All animal experiments were performed according to protocols approved by the Institutional Animal Care and Use Committee at The Scripps Research Institute (La Jolla, CA, USA). Sulf-1 and Sulf-2 expression was analyzed by immunohistochemistry in temporomandibular (TM) joints and knee joints of 1-, 6-, 9-, and 12-month-old C57BL/6J mice. Each mouse joint was cut in half along the mid-sagittal plane and fixed in 10% zinc-buffered formalin (Z-Fix; Anatech Ltd.) for 2 to 3 days and then decalcified in Shandon TBD-2 decalcifier (Fisher Scientific Pittsburgh, PA, USA) for 2 to 3 weeks. Three-millimeter serial sections (from posterior to anterior) were cut and immunostained for Sulf-1 and Sulf-2 as described above.

Statistically significant differences between two groups were determined with t tests. The results are reported as mean ± standard deviation. P values of less than 0.05 were considered significant.

Sulf-1 and Sulf-2 mRNA expression in eight OA donors (49 to 68 years old; Mankin score: 7 to 10 points) was significantly higher than in eight young donors (19 to 37 years old; Mankin score: 0 to 2 points) as determined by real-time PCR (Figure 1).

Young and old normal samples as seen on safranin O staining (Figure 2a, d, g) had only a few Sulf-positive cells in the superficial zone (Figure 2b, c, e, f, h, i) and no positive cells in the middle and deep zones. In general, the expression of Sulf-2 appeared more intense than Sulf-1 in normal cartilage.

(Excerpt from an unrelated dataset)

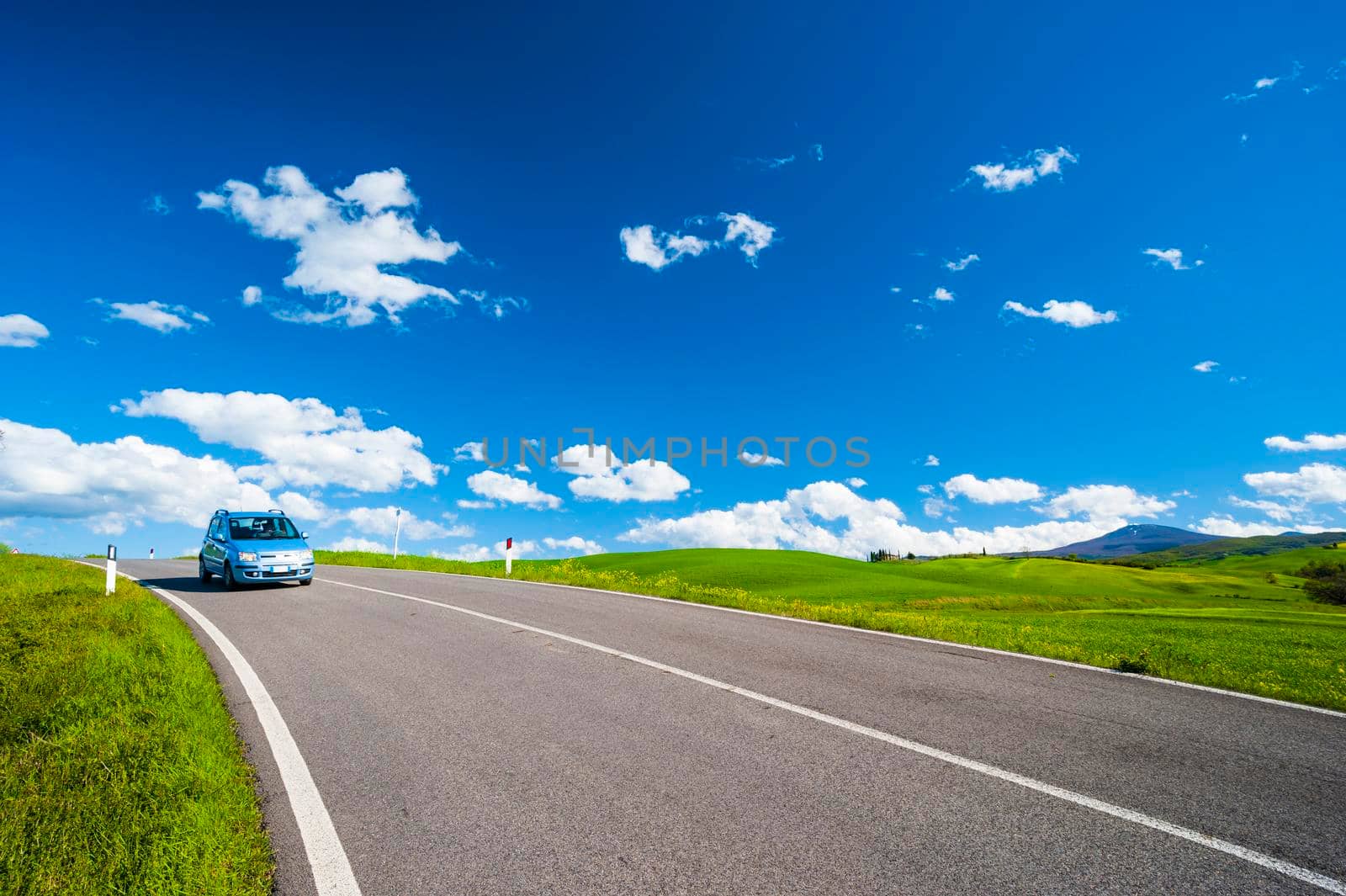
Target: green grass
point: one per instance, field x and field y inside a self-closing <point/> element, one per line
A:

In OA cartilage, many positive cells were detected, especially in chondrocyte clusters (Figure 3g, h, k, l). The representative example of 65-year-old cartilage had both normal areas (Mankin score: 2) (Figure 3a, b) and OA areas with fibrillations and cluster formation (Mankin score: 8) (Figure 3c, d). The normal appearing areas from OA joints had 18.5% Sulf-1-positive and 31.9% Sulf-2-positive cells in the superficial zone (Figure 3e, f, i, j), which was greater than in normal cartilage (Figure 2). On the other hand, OA areas had 75.3% Sulf-1-positive and 73.2% Sulf-2-positive cells (Figure 3g, h, k, l).

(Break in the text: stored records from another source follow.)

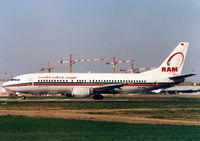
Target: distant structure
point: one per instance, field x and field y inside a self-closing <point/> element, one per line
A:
<point x="71" y="61"/>
<point x="136" y="70"/>
<point x="2" y="90"/>
<point x="50" y="68"/>
<point x="114" y="63"/>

Figure 4 shows quantitative analysis of the zonal distribution of Sulf-1- and Sulf-2-expressing cells in eight normal (17 to 37 years old) and eight OA (43 to 82 years old) donors. In OA, the superficial zone was already eroded. The middle zone in OA cartilage had significantly more positive cells than normal (*P < 0.01). Moreover, the number of Sulf-2-positive cells in the superficial and middle zones was greater than Sulf-1-expressing cells (P = 0.02).

Western blotting was performed to visualize Sulf proteins and determine differences in the expression between normal and OA. In total protein extracts from normal cartilage, Sulf-1 and Sulf-2 were not detectable. In contrast, high levels of Sulf-1 and Sulf-2 protein were detected in OA cartilage (Figure 5). The major Sulf-1 and Sulf-2 protein bands migrated at approximately 72 kDa, which is the molecular mass of the secreted proteins 173031.

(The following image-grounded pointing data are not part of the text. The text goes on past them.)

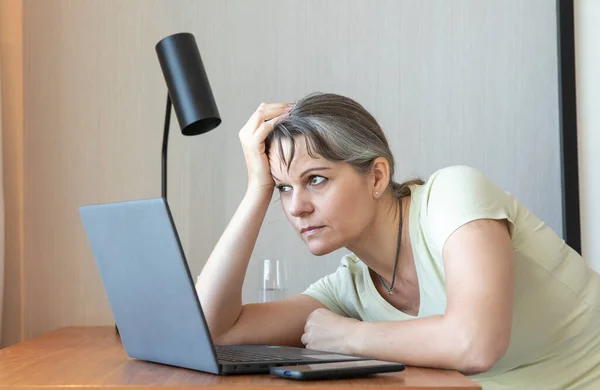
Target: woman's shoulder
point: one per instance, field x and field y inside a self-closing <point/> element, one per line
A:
<point x="456" y="175"/>
<point x="460" y="183"/>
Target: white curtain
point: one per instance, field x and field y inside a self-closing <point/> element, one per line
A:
<point x="1" y="215"/>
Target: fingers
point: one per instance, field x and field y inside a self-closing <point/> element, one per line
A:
<point x="304" y="339"/>
<point x="265" y="112"/>
<point x="263" y="130"/>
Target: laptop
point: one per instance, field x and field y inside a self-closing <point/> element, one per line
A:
<point x="153" y="298"/>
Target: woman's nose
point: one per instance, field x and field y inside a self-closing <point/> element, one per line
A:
<point x="300" y="204"/>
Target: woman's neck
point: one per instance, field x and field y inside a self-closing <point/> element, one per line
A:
<point x="376" y="247"/>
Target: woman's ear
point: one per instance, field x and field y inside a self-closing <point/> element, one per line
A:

TM joints from normal C57BL/6J mice (n = 6) were analyzed with safranin O staining (Figure 6a–c) and immunohistochemistry for Sulf-1 and Sulf-2 (Figure 6d–i). Histology showed thinning and reduced cell density in articular cartilage with increasing age (Figure 6c). In 6-month-old mice, only a few cells were positive for Sulf-1 but Sulf-2-positive cells were present throughout the cartilage. There was a marked increase in Sulf-2 expression at 9 months and in Sulf-1 expression at 12 months. In murine knee joints (n = 8), there was high Sulf expression at 1 month of age, followed by a decrease with joint maturation. Increased expression of Sulf-1 and Sulf-2 was seen in the articular cartilage of murine knee joints by 12 months of age, when early OA-like changes become apparent (Figure 7).